Here it is btw as I know you guys here love pics


----------



## Hexer (Dec 7, 2019)

New strings arrived today, Ernie Ball 2824 Super Slinky. Installed them right away, not without giving the fretboard a treatment and the whole bass a new setup of course, tuned up, set intonation... sounded much different acousticly already, then plugged in.... F....ING hell what a difference! This beast has some massive drive! Had to modify settings on the POD and especially the preamp but I really like what I'm hearing now!  Clarity, punch (!), attack, tight clear lows, .... now we're talking!


----------



## HeHasTheJazzHands (Dec 7, 2019)

There's something about new strings on a bass that make them come alive, moreso than on a new guitar.


----------



## Hexer (Dec 8, 2019)

HeHasTheJazzHands said:


> There's something about new strings on a bass that make them come alive, moreso than on a new guitar.
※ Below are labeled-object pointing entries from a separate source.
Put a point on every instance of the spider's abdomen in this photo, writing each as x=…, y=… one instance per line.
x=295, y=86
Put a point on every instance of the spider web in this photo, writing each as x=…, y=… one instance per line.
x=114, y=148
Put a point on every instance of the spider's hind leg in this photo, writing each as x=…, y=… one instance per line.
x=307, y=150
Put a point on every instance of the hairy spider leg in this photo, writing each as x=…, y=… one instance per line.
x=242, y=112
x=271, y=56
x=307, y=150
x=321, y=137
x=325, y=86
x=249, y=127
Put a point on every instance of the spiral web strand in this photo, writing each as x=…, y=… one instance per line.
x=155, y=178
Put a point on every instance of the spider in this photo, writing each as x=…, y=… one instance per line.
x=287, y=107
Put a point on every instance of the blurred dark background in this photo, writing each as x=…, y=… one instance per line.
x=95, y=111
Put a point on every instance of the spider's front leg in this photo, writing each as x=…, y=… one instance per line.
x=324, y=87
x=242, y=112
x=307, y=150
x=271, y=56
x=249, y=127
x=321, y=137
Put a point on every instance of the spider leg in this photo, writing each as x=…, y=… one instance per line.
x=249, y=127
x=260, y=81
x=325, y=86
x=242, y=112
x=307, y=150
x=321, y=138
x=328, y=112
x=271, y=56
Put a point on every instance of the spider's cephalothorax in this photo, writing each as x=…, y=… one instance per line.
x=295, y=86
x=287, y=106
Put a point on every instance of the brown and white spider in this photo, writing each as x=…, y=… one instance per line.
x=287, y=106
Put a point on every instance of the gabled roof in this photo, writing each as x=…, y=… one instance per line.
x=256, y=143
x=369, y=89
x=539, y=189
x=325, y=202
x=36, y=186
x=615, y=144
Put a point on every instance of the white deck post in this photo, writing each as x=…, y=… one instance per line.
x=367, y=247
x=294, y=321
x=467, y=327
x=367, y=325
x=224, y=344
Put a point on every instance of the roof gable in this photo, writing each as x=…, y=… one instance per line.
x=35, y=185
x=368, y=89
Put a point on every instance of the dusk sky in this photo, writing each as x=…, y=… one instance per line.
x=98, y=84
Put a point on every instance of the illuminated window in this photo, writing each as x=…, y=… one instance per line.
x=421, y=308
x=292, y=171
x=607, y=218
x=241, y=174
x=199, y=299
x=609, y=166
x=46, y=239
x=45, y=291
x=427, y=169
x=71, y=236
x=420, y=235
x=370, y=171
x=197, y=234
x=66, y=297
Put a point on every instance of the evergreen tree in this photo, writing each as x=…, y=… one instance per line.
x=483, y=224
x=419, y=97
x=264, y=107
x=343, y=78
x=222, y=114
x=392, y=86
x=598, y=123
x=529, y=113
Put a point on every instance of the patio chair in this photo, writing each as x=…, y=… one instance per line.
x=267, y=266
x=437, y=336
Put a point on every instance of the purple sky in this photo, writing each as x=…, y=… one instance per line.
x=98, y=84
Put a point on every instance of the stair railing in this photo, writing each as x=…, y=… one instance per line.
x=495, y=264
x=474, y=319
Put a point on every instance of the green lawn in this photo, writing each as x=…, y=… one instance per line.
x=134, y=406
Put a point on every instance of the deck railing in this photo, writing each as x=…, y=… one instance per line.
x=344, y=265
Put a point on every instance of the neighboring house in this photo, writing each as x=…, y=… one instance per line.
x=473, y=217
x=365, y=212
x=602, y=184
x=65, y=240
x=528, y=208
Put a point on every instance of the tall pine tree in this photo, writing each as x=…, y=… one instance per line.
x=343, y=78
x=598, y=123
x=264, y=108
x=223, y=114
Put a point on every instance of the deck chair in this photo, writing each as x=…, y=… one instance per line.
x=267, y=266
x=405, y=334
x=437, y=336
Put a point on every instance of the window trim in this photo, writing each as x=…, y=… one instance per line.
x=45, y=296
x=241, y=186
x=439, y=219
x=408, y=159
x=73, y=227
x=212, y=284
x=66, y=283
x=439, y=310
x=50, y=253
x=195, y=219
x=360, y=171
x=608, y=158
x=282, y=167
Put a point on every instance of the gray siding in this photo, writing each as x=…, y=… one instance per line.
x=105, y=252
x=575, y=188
Absolutely! Good new strings make a world of a difference on a bass!


----------



## SteveFireland (Dec 29, 2019)

That looks great. Been thinking about picking one up myself, as my Stagg just isn't cutting it anymore!


----------



## Hexer (Dec 29, 2019)

It has D'Addario ProSteels on now, same gauges as the Ernie Balls before. I think steel wound strings will be my go to from now on. I just love what they do to the sound!  just.... metal!


----------



## HeHasTheJazzHands (Dec 29, 2019)

I wish they'd do more hybrid ERB sets. I love having nickels for the first 4 strings, but they tend to get muddy on the lower strings. Having a nickel/SS hybrid set would be killer.

I do tend to prefer nickels for bucker-loaded basses, particularly if they're Music Man buckers, MM-based, or EMG DC-series buckers. They have a high end zing that can get fatiguing to me after awhile.


----------